5/ This new concept of rights has pushed the courts further into the realm of policy making for which the judicial process is not designed. Bad decisions will happen and as they become more frequent the need for a political safety valve has increased.
6/ A basic problem is that court procedures are intended to resolve a clear conflict between two parties. There are often many different perspectives to a Charter issue and all of these perspectives are seldom adequately represented in court.
7/ The rules of evidence make it difficult to present a full picture of the complexity of an issue like pediatric gender transition. The scientific background has to be presented through expert witnesses who submit written reports. This is a costly process.
8/ The high costs of bringing a Charter case mean that many cases are brought by groups receiving government funding. The government is using the Charter litigation to advance the interests of favoured groups in a way that bypasses the legislative and public debate.
9/ Judges of course follow the media and in most cases they can rely on their own general knowledge to aid in understanding the evidence presented in court. However, on the issue of gender medicine Canadian media coverage has been hopelessly biased.

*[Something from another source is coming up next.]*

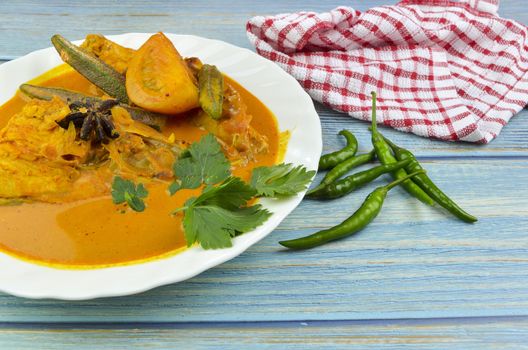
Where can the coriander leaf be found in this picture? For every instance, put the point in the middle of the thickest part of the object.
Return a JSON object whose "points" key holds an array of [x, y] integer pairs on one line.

10/ A judge who reads the Globe and Mail and listens to the CBC will have heard nothing about the international controversy over gender medicine. There has been no coverage of the closure of the Tavistock gender clinic of the policy changes in Sweden, Finland and Norway.
11/ Strict rules of evidence exist because court cases are intended to provide a final resolution to a dispute. There are provisions to re-open a criminal conviction where new evidence is discovered after trial in other types of cases the decision is final after the final appeal.
12/ Public policy, on the other hand, should be constantly revised as new and better evidence emerges. New evidence on pediatric gender transition is emerging rapidly but it is being ignored by Canadian media and policy makers.
13/ There is a risk that when Canada finally realizes how harmful the current approach to pediatric transition has become, the ability to change course will be hindered by Charter judgments made on the basis of faulty and limited evidence.
14/ In these circumstances, use of the notwithstanding clause may be a necessity but it is worth considering that we would not be in this mess if our major institutions did not show such disregard for the Charter’s protection of freedom of expression.